The most infamous example of this was Trump v. Hawaii, the case over the “travel ban.” Even though Trump had said numerous times that he wanted to ban Muslims from coming to America, even though he described the final version of the ban as merely “watered down” from the original, Roberts and the court’s conservatives set those statements aside, focusing instead on the security rationales proffered by the administration.

Pay no attention to the orange man behind the curtain, Chief Justice Roberts said, the great and powerful Department of Homeland Security bureaucrats have spoken.

Chief Roberts took the same approach to the census citizenship question this week. Even though there are smoking guns all over the place—emails from Ross and Gore, notes from Bannon and Kobach—Roberts focused in oral arguments on the proffered rationale that citizenship data is relevant to Voting Rights Act enforcement. (In yet another irony, Roberts and the Trump administration have both eviscerated the VRA in the past, yet here regard it as an urgent national priority.)

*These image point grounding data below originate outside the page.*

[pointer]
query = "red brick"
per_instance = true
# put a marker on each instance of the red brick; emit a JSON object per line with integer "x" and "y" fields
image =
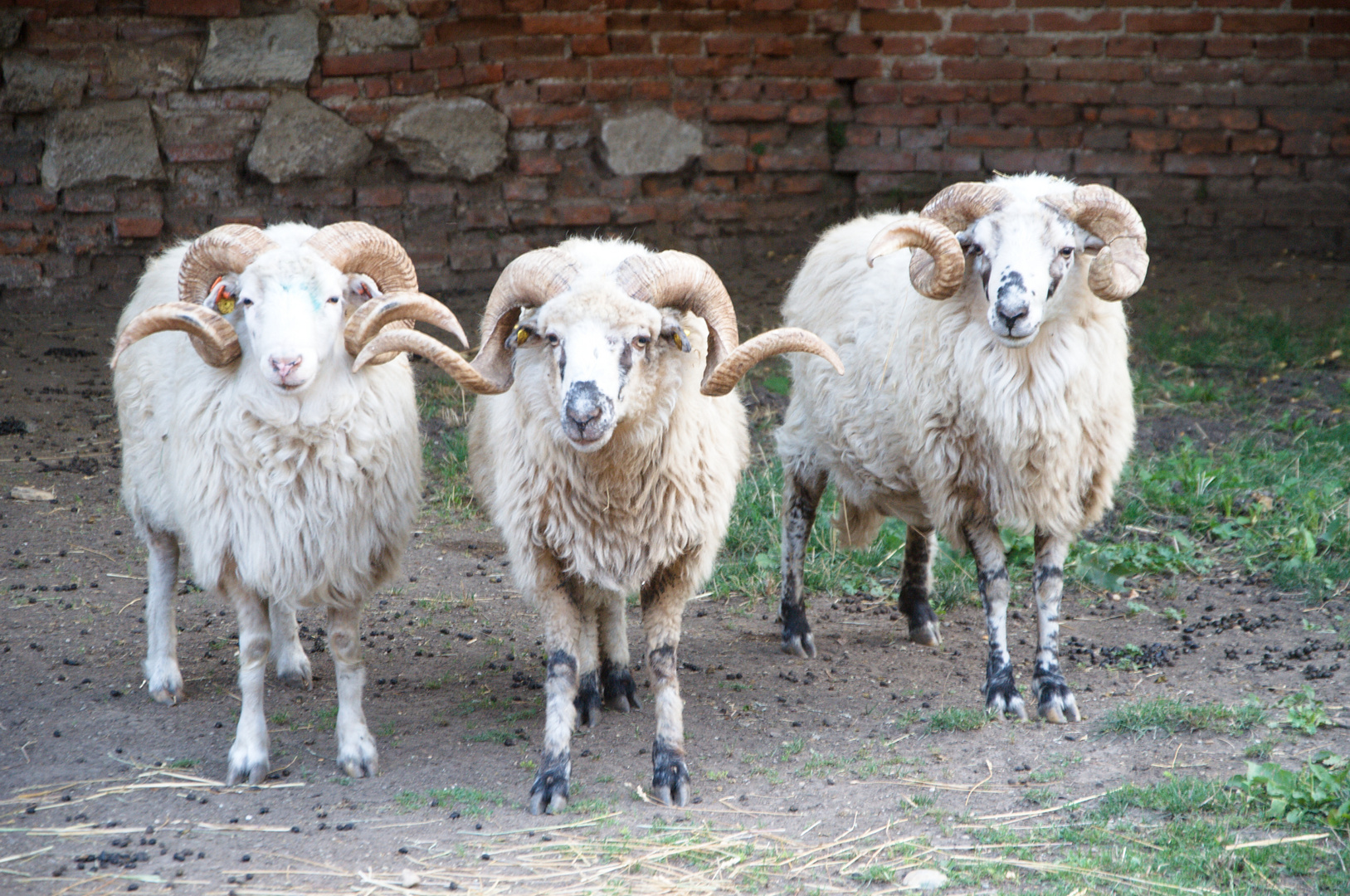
{"x": 368, "y": 64}
{"x": 138, "y": 227}
{"x": 585, "y": 215}
{"x": 563, "y": 23}
{"x": 874, "y": 22}
{"x": 982, "y": 23}
{"x": 1169, "y": 22}
{"x": 434, "y": 58}
{"x": 1153, "y": 140}
{"x": 1100, "y": 21}
{"x": 213, "y": 8}
{"x": 983, "y": 69}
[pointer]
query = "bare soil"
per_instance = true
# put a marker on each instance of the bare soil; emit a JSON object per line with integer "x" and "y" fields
{"x": 454, "y": 668}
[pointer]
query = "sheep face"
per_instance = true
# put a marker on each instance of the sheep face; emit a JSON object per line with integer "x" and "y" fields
{"x": 289, "y": 309}
{"x": 604, "y": 353}
{"x": 1021, "y": 256}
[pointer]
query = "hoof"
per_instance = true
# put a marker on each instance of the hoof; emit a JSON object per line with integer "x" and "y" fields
{"x": 1001, "y": 694}
{"x": 548, "y": 794}
{"x": 799, "y": 644}
{"x": 670, "y": 775}
{"x": 357, "y": 755}
{"x": 620, "y": 689}
{"x": 587, "y": 700}
{"x": 926, "y": 633}
{"x": 1055, "y": 700}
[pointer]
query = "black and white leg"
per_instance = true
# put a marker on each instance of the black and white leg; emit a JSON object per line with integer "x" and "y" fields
{"x": 161, "y": 665}
{"x": 616, "y": 678}
{"x": 801, "y": 497}
{"x": 1055, "y": 700}
{"x": 1001, "y": 694}
{"x": 915, "y": 583}
{"x": 561, "y": 599}
{"x": 587, "y": 668}
{"x": 663, "y": 606}
{"x": 288, "y": 656}
{"x": 357, "y": 755}
{"x": 249, "y": 755}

If this pattern holds, it’s easy to see the Supreme Court—if the subpoena challenges make it all the way there—again disregarding Trump’s blatant statements in favor of the legalistic rationales cooked up by others.

Lawyers used to joke that Trump was the worst client in the world, because he just can’t resist blurting out incriminating statements and making matters worse for himself.

Fortunately for him, however, Chief Justice Roberts just plugs his ears.